Do Foreign Investors Improve Market Efficiency?
We study the impact of foreign institutional investors on global capital allocation and welfare using novel firm-level international data. Using MSCI index inclusion as an exogenous shock to foreign ownership, we show that greater foreign ownership leads to more informative stock prices and this effect arises more from increased price efficiency than from improved firm governance. We further show that the impact of capital flows on price efficiency is due to real efficiency gains, as opposed to better information disclosure. Finally, we show that foreign ownership increases market liquidity, reduces firms' cost of equity, and leads to subsequent growth in their real investments, thus improving overall welfare.

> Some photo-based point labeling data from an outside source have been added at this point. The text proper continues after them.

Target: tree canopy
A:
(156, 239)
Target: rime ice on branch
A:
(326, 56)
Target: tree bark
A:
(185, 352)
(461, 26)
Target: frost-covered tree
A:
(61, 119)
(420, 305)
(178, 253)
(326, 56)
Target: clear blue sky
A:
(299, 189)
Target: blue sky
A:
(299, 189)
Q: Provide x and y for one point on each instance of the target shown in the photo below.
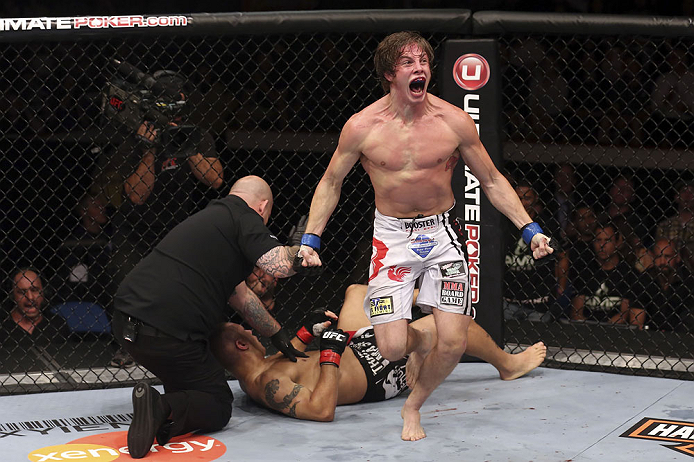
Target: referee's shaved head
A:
(257, 194)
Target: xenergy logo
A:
(107, 447)
(471, 72)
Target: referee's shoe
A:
(149, 415)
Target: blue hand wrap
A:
(311, 240)
(530, 230)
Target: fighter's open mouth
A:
(417, 85)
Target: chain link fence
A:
(596, 139)
(599, 136)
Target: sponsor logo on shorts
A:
(422, 225)
(379, 251)
(452, 269)
(381, 305)
(453, 293)
(398, 273)
(669, 431)
(422, 245)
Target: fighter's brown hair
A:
(390, 49)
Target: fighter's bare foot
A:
(524, 362)
(411, 428)
(416, 358)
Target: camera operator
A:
(162, 164)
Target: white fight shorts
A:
(411, 250)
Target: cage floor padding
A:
(548, 415)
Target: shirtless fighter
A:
(409, 142)
(311, 388)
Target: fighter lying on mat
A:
(310, 388)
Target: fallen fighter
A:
(312, 387)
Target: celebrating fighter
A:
(408, 142)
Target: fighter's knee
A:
(392, 352)
(452, 349)
(355, 290)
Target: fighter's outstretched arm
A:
(327, 193)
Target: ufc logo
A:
(471, 72)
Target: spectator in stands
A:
(158, 189)
(603, 291)
(84, 255)
(666, 290)
(28, 323)
(531, 286)
(579, 243)
(673, 102)
(632, 226)
(680, 226)
(561, 205)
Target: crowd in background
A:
(616, 224)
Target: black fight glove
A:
(312, 326)
(332, 345)
(281, 341)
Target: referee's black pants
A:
(195, 384)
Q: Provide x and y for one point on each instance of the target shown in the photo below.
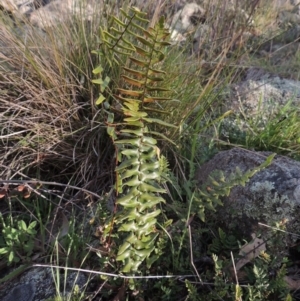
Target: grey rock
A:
(270, 196)
(260, 97)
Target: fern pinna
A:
(139, 171)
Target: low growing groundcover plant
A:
(101, 133)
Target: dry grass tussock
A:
(50, 128)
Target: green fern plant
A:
(140, 167)
(217, 186)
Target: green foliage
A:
(217, 186)
(223, 242)
(141, 168)
(17, 240)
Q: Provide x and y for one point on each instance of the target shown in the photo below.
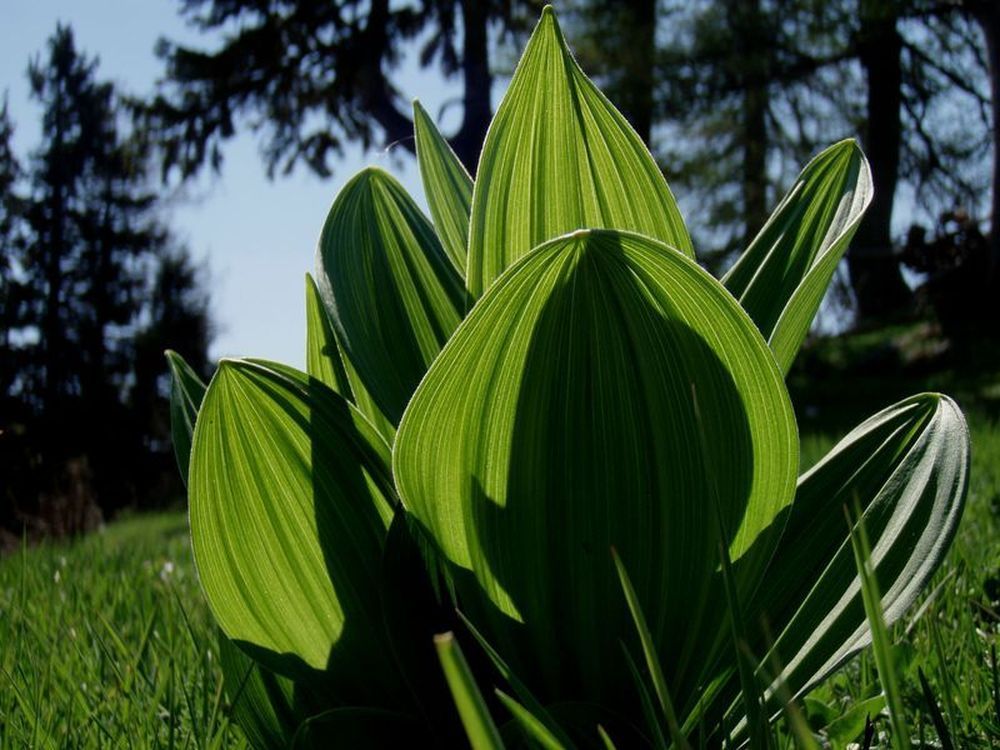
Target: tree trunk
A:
(987, 15)
(749, 25)
(468, 142)
(876, 278)
(638, 21)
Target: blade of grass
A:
(645, 702)
(749, 687)
(881, 645)
(479, 726)
(649, 651)
(935, 711)
(530, 723)
(520, 689)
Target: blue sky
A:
(258, 237)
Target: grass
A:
(107, 641)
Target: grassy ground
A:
(107, 641)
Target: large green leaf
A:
(186, 393)
(393, 295)
(558, 157)
(263, 703)
(447, 186)
(289, 504)
(560, 420)
(907, 468)
(781, 278)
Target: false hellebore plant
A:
(539, 411)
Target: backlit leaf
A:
(326, 362)
(289, 501)
(907, 468)
(322, 352)
(186, 393)
(447, 186)
(559, 157)
(394, 297)
(559, 421)
(781, 278)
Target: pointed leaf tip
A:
(558, 156)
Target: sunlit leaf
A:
(289, 501)
(559, 157)
(907, 468)
(394, 297)
(558, 422)
(447, 186)
(781, 278)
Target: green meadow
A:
(107, 641)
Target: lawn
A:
(108, 642)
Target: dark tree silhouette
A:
(745, 92)
(313, 77)
(94, 279)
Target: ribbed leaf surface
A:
(393, 295)
(326, 362)
(447, 186)
(322, 352)
(781, 278)
(288, 509)
(186, 392)
(560, 420)
(559, 157)
(907, 468)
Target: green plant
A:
(483, 421)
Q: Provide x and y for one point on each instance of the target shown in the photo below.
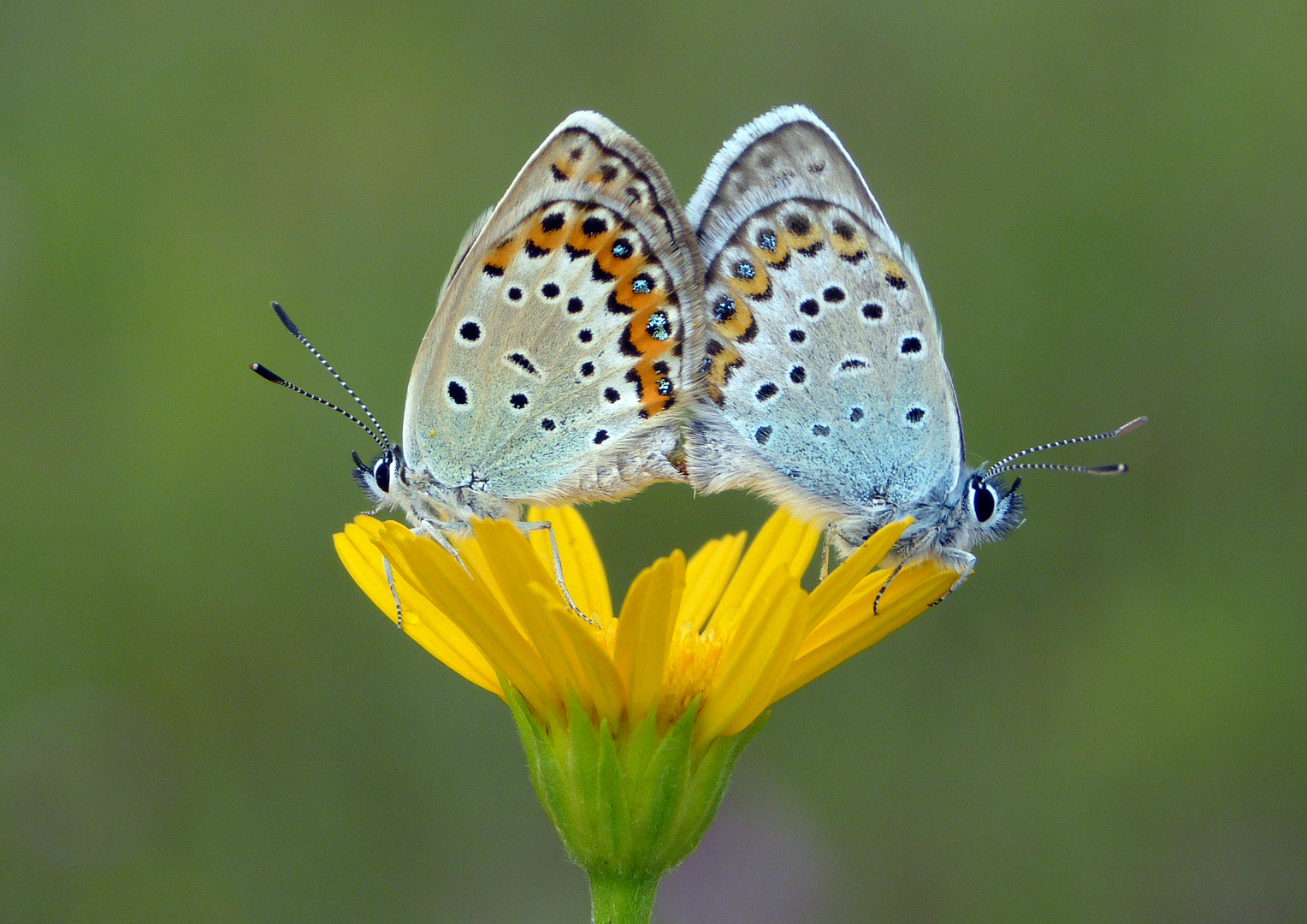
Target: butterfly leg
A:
(399, 607)
(440, 530)
(559, 565)
(876, 607)
(962, 562)
(825, 554)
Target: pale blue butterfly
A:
(554, 368)
(824, 378)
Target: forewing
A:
(825, 378)
(559, 358)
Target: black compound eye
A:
(983, 502)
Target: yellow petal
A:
(472, 608)
(843, 579)
(784, 540)
(706, 577)
(517, 572)
(855, 625)
(423, 621)
(645, 631)
(583, 569)
(757, 656)
(599, 678)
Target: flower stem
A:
(621, 899)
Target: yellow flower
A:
(730, 629)
(633, 725)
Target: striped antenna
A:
(276, 379)
(302, 339)
(1005, 465)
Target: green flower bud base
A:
(629, 807)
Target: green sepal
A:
(628, 805)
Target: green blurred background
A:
(202, 719)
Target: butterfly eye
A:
(381, 472)
(983, 502)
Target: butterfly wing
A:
(826, 387)
(559, 356)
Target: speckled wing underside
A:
(557, 364)
(825, 379)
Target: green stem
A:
(621, 899)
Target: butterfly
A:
(556, 364)
(824, 378)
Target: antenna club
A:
(267, 373)
(285, 319)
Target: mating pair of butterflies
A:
(594, 337)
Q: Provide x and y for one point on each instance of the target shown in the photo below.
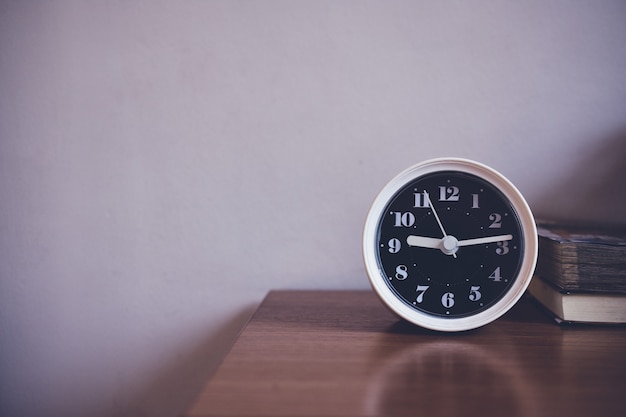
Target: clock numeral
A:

We thank Miguel Ferreira, Anton Lines (discussant), Thomas Philippon (discussant), Tarun Ramadorai, Antoinette Schoar, Raman Uppal, and seminar participants at the BPI/Nova Conference, EDHEC, the Federal Reserve Board, the FIRS Conference, Imperial College, the INQUIRE Conference, Lancaster University, the NBER Long-Term Asset Management meetings, the Royal Economic Society Conference, the University of Oklahoma, and the University of Reading for useful comments. We thank Pedro Matos for providing assistance with institutional ownership data and Miguel Ferreira for sharing governance index data. Kacperczyk acknowledges the support of the ERC Consolidator grant. The views expressed herein are those of the authors and do not necessarily reflect the views of the National Bureau of Economic Research.